The plant in the photo is a cattleya labiata semi alba seedling. The only reason I can think that it has suffered is that it is growing in a tray where there was a previous problem with rot. Everything has now been sterilised but it may be too late for this plant.
You have to remember that I have about 70 catts and most are doing very well. I’ve been very good this year during lockdown at repotting them at the correct time, when new roots are appearing from the new shoot. It has to be said that the problems have tended to occur in plants that have not been repotted. As my culture has improved with catts I am repotting more often and hopefully the root growth will also improve.
Its likely that a combination of not repotting as often as maybe I should and growing in trays with a water reservoir has allowed rot to gain a foothold in the collection.


----------



## TropiCool (Oct 28, 2020)

I had what looks to be a similar problem with a Cattleya Loddiaca (C. loddigesii x C. aurantiaca) that I've grown on an apple wood mount for over 7 years, living with me in Ireland, then Spain and now the Netherlands. It was a very dependable grower and bloomer. Last summer it went outdoors and appeared to be thriving for a couple of months, sending up a new growth, a sheath, and then as the buds were about to emerge the entire growth went black and collapsed in a few days. Since then it's cast the remaining leaves and I've cut off several growths that were going smooshy-brown and have what's left in an ICU under lights.
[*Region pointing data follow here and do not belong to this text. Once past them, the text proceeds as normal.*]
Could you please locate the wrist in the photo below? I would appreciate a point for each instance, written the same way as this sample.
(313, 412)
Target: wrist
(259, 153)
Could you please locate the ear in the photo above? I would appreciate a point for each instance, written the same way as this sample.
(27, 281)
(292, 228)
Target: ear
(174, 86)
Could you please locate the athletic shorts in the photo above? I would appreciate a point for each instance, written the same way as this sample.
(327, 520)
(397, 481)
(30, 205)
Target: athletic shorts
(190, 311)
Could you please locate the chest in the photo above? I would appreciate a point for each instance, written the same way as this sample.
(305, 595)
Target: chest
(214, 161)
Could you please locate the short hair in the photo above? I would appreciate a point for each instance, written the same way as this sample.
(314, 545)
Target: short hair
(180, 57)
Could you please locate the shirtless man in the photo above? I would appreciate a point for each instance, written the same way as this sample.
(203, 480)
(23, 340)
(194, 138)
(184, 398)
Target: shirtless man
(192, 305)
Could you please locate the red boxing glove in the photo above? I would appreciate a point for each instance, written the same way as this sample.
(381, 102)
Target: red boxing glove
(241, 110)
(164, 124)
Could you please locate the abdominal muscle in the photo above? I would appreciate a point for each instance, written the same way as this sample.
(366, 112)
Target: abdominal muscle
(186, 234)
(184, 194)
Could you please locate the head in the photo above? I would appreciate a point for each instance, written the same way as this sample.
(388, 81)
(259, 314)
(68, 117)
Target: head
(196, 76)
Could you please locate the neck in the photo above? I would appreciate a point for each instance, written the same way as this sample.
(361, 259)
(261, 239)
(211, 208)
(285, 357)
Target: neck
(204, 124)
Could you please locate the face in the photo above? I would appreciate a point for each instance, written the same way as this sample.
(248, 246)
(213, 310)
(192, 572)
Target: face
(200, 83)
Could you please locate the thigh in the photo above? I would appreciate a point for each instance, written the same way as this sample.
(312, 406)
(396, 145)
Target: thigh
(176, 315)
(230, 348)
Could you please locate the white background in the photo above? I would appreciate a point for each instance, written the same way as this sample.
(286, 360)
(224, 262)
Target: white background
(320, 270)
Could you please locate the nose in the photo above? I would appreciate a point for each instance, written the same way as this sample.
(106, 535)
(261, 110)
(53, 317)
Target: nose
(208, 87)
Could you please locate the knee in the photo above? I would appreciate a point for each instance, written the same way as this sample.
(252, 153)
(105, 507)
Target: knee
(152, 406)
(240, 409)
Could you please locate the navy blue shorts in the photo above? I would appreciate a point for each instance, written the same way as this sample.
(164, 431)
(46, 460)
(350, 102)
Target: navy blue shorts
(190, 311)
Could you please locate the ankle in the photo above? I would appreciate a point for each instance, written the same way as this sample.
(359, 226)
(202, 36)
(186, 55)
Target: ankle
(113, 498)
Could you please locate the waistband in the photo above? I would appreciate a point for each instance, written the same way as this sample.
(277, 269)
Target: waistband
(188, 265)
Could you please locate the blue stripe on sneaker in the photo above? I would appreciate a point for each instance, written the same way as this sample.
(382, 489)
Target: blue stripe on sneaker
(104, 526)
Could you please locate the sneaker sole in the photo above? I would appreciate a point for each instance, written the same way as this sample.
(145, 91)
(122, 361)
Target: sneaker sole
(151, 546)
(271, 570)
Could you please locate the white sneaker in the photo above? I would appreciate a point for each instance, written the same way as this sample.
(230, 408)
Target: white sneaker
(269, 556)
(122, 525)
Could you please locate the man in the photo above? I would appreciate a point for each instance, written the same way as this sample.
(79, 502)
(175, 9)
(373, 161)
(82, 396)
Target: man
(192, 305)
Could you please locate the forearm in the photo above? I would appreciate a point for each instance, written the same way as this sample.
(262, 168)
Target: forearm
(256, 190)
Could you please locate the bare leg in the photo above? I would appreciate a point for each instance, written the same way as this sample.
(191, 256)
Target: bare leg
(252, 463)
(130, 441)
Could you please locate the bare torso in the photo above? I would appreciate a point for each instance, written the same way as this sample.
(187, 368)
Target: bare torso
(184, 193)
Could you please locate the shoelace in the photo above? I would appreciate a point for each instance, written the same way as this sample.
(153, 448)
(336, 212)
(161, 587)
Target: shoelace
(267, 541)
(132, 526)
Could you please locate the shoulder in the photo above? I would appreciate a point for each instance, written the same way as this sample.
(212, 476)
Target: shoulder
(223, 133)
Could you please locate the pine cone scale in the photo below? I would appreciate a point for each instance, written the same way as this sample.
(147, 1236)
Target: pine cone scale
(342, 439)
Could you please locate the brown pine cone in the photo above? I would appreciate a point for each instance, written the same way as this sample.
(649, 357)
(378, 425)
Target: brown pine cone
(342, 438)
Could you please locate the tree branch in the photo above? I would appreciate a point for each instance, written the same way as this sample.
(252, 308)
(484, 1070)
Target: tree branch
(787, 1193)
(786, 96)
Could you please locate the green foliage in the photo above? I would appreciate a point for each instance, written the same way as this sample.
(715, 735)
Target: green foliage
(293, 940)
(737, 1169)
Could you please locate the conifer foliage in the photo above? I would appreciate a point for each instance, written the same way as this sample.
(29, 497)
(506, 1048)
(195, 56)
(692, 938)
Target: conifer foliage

It seemed to go systemic rapidly. After cutting away the infected pseudobulbs I soaked it in cinnamon water, followed by dousing with a systemic fungicide from the garden center. Now I'm just waiting to see what happens next.

My other Catts seem OK, most are also on mounts, indoors now for the Dutch winter, in both East and West facing windows.

I'll keep an eye on this thread in case anything more close to my own experience crops up.


----------



## Teresa Koncolor (Oct 28, 2020)

You may need to add more calcium during the growth phase. 
Also, I've had good results on root growth with added seaweed extract. 
I've had black rot after heavy rains. I've treated with Banrot and Subdue. It looks very different from what you have in the pics


----------



## PeteM (Oct 28, 2020)

https://staugorchidsociety.org/PDF/OrchidPestsandDiseasesbySueBottom.pdf



IMO. I would keep them isolated away form other cattleyas, treat it as if it is black rot. Anything you use on them, pots, trays, clay balls, never use these again on the rest of the collection unless you can sterilize it in the oven or burn it cherry red with a torch. Looks like they might need more air in the pot, I would repot, after cutting off the areas, spray with the bare plant and roots with a fungicide and repot in an open mix, or pot with more air, aircone pot, basket, net pot. Tricky to do this when the plant is not growing. 'growing in trays with a water reservoir has allowed rot to gain a foothold'. This definitely promotes an environment for this to occur. I think you right and are on the correct path.


----------



## monocotman (Oct 28, 2020)

Thanks again for the comments. I think I will add some more calcium to the feed, especially in summer when things are growing fast. It’s easy enough to to do as the tap water here is hard.
I‘ve isolated the affected plants and if they die everything will go in the bin.
The only decision to make with two of them is whether to repot them, but it is the ‘wrong‘ time and neither is producing new roots. I am inclined to do it anyway and see what happens. Both have several mature pseudobulbs.


----------



## southernbelle (Oct 28, 2020)

monocotman said:


> Thanks for all the suggestions.
> I‘ll answer Dr leslie’s questions.
> 1. a combination of both species and hybrids.
> 2. at every watering, little and often. I use rain water and rain mix with a TDS of about 170, same as the phrags.
> ...


One thing you mention is 100% Orchiata for your mix. Keith Davis, a premier cattleya grower here in the US, has worked with the Univ of North Carolina testing the acidity of Orchiata over time. Straight Orchiata turns very acidic, very fast after a couple of years. Apparently the dolomite coating added as a buffering agent washes off over time and at about a year the pH starts to drop. Not such a problem with Orchiata in a mix, but straight. I use it with perlite/charcoal and repot after a max of 2 years, so don’t have problems. He no longer uses Orchiata for that reason. It’s not likely what’s causing your disease? problem as it would not likely be confined to one windowsill, however you mention not having been as good in the past about repotting. If you contact him I’m sure he will give you a link to the study UNC did. If you send him a photo of your plant he might even have some ideas about cause. Nice guy. 
www.keithdavisorchids.com


----------



## SouthPark (Oct 28, 2020)

I use 100% scoria for my catts (and paphs and phrags and sarco and spathoglottis, vanda, encyclia, oncid, sedirea, dend and angraecum and a phal) in the tropics. I don't ever repot unless the plant runs out of room. And although I don't have as many orchids as a lot of growers ----- I haven't encountered bulb rot for a few decades of growing orchids. I haven't even had an orchid die over this time or run into bulb/root issues - except for a spider-mite related leaf rot on a baby paph, which was eventually cured with copper spray (stopped the rots right in its tracks).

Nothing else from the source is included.